Steps to follow to prepare for a possible weather emergency:
• Keep an appliance thermometer in the refrigerator and freezer to help determine if food is safe during power outages. The refrigerator temperature should be 40 degrees Fahrenheit or lower and the freezer should be 0 degrees F or lower.
• Store food on shelves that will be safely out of the way of contaminated water in case of flooding.
• Group food together in the freezer — this helps the food stay cold longer.
• Freeze refrigerated items such as leftovers, milk and fresh meat and poultry that you may not need immediately — this helps keep them at a safe temperature longer.
• Have coolers on hand to keep refrigerator food cold if the power will be out for more than four hours.
• Purchase or make ice and store in the freezer for use in the refrigerator or in a cooler. Freeze gel packs ahead of time for use in coolers.
• Plan ahead and know where dry ice and block ice can be purchased.
Steps to follow if the power goes out:
• Keep refrigerator and freezer doors closed as much as possible.
• A refrigerator will keep food cold for about 4 hours if you keep the door closed.
• A full freezer will keep its temperature for about 48 hours (24 hours if half-full).
• If the power is out for an extended period of time, buy dry or block ice to keep the refrigerator as cold as possible. Fifty pounds of dry ice should keep a fully-stocked 18-cubic-feet freezer cold for two days.
Steps to follow after a weather emergency:
• Check the temperature in the refrigerator and freezer. If the thermometer reads 40 degrees Fahrenheit or below, the food is safe.
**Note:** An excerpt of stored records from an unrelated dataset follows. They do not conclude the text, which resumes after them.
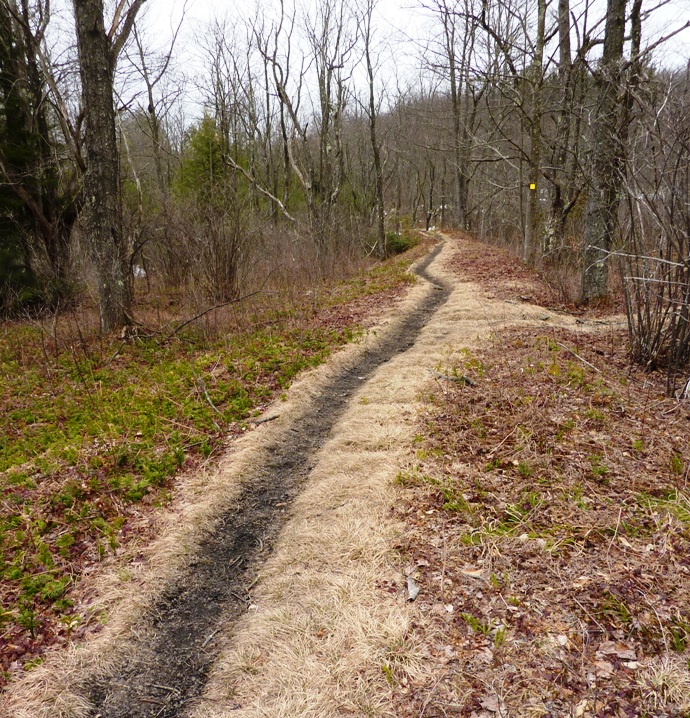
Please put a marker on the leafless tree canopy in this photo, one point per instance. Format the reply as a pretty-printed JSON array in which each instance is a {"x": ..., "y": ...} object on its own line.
[{"x": 316, "y": 132}]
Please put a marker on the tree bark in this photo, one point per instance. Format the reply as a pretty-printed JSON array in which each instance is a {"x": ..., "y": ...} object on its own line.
[
  {"x": 108, "y": 247},
  {"x": 531, "y": 248},
  {"x": 607, "y": 162}
]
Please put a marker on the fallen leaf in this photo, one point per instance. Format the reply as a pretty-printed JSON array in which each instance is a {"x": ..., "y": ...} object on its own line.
[
  {"x": 610, "y": 648},
  {"x": 490, "y": 704},
  {"x": 413, "y": 588},
  {"x": 604, "y": 669},
  {"x": 473, "y": 573}
]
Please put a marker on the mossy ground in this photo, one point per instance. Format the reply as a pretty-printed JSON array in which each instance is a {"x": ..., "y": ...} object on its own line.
[{"x": 95, "y": 431}]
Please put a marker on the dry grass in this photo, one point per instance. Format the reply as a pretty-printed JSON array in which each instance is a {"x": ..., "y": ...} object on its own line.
[
  {"x": 116, "y": 593},
  {"x": 330, "y": 631},
  {"x": 548, "y": 523}
]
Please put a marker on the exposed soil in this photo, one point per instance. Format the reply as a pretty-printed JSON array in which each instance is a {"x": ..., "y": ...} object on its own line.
[
  {"x": 173, "y": 648},
  {"x": 548, "y": 523},
  {"x": 542, "y": 499}
]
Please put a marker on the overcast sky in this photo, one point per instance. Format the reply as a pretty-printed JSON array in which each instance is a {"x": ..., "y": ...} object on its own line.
[{"x": 400, "y": 24}]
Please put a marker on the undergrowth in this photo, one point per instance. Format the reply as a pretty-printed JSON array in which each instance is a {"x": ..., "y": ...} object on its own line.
[
  {"x": 550, "y": 498},
  {"x": 94, "y": 431}
]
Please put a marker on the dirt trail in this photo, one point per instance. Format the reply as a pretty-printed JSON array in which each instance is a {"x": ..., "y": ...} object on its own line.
[{"x": 294, "y": 603}]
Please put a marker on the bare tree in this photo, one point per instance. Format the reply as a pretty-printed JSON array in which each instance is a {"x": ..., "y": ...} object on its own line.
[
  {"x": 373, "y": 112},
  {"x": 109, "y": 247}
]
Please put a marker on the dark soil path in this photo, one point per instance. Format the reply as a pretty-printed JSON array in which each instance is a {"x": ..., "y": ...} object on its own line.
[{"x": 172, "y": 648}]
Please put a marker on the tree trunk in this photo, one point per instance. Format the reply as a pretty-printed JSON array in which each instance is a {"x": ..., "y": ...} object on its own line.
[
  {"x": 107, "y": 245},
  {"x": 602, "y": 202},
  {"x": 373, "y": 137},
  {"x": 531, "y": 248}
]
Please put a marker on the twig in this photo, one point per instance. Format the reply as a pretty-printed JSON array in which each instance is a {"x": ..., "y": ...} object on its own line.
[
  {"x": 615, "y": 533},
  {"x": 210, "y": 309},
  {"x": 202, "y": 387},
  {"x": 261, "y": 189},
  {"x": 431, "y": 693},
  {"x": 264, "y": 419},
  {"x": 209, "y": 638},
  {"x": 460, "y": 379},
  {"x": 577, "y": 356}
]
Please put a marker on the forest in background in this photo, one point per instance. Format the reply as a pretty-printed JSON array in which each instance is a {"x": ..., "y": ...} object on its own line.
[{"x": 549, "y": 126}]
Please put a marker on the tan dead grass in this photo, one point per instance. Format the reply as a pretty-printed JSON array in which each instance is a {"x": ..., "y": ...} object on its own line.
[
  {"x": 112, "y": 605},
  {"x": 330, "y": 631}
]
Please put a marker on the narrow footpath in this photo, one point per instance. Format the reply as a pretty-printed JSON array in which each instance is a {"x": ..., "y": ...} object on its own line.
[{"x": 285, "y": 596}]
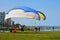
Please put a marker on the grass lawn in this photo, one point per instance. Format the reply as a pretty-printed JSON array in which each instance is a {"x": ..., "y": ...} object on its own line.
[{"x": 30, "y": 36}]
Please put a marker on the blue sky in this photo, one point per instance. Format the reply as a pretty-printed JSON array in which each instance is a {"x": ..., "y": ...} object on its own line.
[{"x": 51, "y": 8}]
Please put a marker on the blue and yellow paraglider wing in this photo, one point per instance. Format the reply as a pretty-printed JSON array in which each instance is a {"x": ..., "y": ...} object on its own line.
[{"x": 41, "y": 15}]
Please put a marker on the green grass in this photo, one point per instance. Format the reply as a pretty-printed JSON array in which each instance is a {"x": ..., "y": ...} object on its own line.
[{"x": 30, "y": 36}]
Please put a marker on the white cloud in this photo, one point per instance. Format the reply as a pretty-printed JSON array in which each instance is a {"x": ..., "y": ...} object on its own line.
[{"x": 21, "y": 13}]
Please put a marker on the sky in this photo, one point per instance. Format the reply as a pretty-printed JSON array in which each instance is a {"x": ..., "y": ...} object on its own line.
[{"x": 51, "y": 8}]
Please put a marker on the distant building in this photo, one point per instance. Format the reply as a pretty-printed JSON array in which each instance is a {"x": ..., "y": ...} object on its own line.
[{"x": 2, "y": 16}]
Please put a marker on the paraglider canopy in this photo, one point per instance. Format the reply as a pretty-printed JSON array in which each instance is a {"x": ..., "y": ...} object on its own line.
[{"x": 24, "y": 12}]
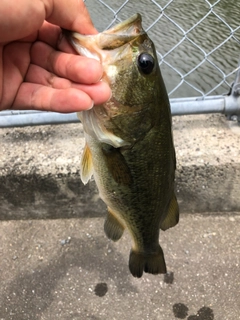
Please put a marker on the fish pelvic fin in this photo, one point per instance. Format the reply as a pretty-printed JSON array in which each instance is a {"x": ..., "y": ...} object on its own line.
[
  {"x": 112, "y": 227},
  {"x": 86, "y": 166},
  {"x": 153, "y": 263},
  {"x": 172, "y": 216}
]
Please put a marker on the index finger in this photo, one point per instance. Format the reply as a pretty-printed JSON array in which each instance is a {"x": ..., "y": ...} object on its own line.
[{"x": 70, "y": 15}]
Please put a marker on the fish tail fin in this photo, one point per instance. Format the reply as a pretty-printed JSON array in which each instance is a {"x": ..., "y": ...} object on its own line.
[{"x": 149, "y": 262}]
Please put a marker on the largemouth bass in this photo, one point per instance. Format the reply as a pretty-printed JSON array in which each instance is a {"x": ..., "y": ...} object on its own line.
[{"x": 129, "y": 147}]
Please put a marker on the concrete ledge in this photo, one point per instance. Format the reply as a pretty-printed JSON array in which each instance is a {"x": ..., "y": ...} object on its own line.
[{"x": 39, "y": 170}]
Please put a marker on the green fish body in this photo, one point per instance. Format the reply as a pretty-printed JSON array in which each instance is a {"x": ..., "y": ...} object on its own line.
[{"x": 129, "y": 147}]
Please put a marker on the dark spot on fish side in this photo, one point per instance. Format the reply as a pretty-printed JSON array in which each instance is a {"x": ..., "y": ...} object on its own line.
[
  {"x": 101, "y": 289},
  {"x": 168, "y": 277},
  {"x": 180, "y": 310}
]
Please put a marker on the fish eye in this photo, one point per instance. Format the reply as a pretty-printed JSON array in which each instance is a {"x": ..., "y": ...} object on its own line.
[{"x": 145, "y": 63}]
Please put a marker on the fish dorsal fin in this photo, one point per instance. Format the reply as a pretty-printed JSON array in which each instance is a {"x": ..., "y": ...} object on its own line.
[
  {"x": 117, "y": 165},
  {"x": 86, "y": 166},
  {"x": 112, "y": 227},
  {"x": 172, "y": 216}
]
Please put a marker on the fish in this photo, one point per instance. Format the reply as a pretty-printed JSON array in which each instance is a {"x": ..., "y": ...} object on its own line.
[{"x": 129, "y": 143}]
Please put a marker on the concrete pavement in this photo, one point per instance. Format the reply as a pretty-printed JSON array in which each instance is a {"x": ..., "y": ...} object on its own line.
[{"x": 56, "y": 262}]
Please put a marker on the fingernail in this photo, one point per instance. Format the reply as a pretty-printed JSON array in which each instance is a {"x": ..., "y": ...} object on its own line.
[{"x": 92, "y": 105}]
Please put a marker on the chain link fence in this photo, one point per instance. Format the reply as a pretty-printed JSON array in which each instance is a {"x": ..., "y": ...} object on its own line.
[
  {"x": 198, "y": 44},
  {"x": 198, "y": 47}
]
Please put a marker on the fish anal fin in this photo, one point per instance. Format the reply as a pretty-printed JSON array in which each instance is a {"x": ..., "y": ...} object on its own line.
[
  {"x": 172, "y": 216},
  {"x": 86, "y": 166},
  {"x": 117, "y": 165},
  {"x": 112, "y": 227},
  {"x": 153, "y": 263}
]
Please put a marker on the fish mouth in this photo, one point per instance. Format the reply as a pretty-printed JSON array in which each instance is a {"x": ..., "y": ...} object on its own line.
[{"x": 113, "y": 38}]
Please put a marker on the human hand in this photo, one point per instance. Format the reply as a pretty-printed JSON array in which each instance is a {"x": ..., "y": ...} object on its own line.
[{"x": 34, "y": 73}]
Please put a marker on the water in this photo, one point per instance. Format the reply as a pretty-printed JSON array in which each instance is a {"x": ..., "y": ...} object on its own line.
[{"x": 194, "y": 44}]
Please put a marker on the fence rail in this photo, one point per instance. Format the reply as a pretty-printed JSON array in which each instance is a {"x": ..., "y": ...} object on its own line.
[{"x": 198, "y": 46}]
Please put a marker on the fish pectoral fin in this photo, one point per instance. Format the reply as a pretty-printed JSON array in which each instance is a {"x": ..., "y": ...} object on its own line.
[
  {"x": 112, "y": 227},
  {"x": 172, "y": 216},
  {"x": 153, "y": 263},
  {"x": 117, "y": 165},
  {"x": 86, "y": 166}
]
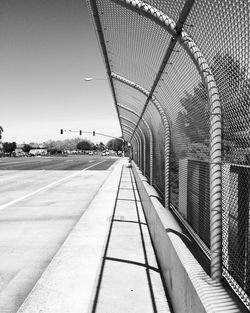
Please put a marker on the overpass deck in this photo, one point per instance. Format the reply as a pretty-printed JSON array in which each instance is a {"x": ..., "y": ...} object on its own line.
[{"x": 107, "y": 263}]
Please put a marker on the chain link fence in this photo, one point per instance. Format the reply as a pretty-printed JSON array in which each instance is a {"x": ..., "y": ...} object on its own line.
[{"x": 138, "y": 46}]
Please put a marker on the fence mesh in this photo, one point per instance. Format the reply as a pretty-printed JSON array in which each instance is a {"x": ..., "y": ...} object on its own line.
[{"x": 136, "y": 46}]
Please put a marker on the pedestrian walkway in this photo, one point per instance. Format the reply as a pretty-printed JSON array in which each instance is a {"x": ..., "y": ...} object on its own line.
[
  {"x": 130, "y": 280},
  {"x": 107, "y": 264}
]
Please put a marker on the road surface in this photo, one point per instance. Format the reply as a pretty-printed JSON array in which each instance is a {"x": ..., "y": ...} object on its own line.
[{"x": 41, "y": 201}]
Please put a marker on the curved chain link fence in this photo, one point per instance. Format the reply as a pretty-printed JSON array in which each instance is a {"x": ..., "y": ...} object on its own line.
[{"x": 193, "y": 58}]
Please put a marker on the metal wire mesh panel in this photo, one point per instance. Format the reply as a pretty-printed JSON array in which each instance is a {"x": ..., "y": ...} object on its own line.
[
  {"x": 129, "y": 96},
  {"x": 136, "y": 45},
  {"x": 136, "y": 48}
]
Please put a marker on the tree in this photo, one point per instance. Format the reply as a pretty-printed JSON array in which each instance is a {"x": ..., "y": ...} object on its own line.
[
  {"x": 9, "y": 147},
  {"x": 26, "y": 148},
  {"x": 84, "y": 145},
  {"x": 234, "y": 90}
]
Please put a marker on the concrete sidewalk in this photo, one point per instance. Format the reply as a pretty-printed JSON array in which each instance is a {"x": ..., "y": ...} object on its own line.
[{"x": 107, "y": 264}]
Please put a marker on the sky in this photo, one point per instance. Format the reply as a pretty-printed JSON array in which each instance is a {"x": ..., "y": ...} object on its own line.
[{"x": 47, "y": 48}]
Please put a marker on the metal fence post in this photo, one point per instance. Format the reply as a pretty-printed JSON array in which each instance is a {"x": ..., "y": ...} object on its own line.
[
  {"x": 144, "y": 142},
  {"x": 140, "y": 144},
  {"x": 165, "y": 123}
]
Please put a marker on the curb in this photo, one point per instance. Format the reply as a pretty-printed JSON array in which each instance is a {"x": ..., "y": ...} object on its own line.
[{"x": 69, "y": 282}]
• If no thermometer was used in the freezer, check each package. If food still contains ice crystals or is at 40 degrees Fahrenheit or below when checked with a food thermometer, it may be safely refrozen.
• Discard any perishable food (such as meat, poultry, fish, soft cheeses, milk, eggs, leftovers and deli items) that have been kept in a refrigerator or freezer above 40 degrees Fahrenheit for two hours or more.
• Discard any food that is not in a waterproof container if there is any chance that it has come into contact with flood water. Containers that are not waterproof include those with screw-caps, snap lids, pull tops, and crimped caps. Discard wooden cutting boards, plastic utensils, baby bottle nipples and pacifiers.
• Thoroughly wash all metal pans, ceramic dishes and utensils that came in contact with flood water with hot soapy water and sanitize by boiling them in clean water or by immersing them for 15 minutes in a solution of 1 tablespoon of unscented, liquid chlorine bleach per gallon of drinking water.
• Use bottled water that has not been exposed to flood waters. If bottled water is not available, tap water can be boiled for safety.
• Never taste food to determine its safety. When in doubt, throw it out.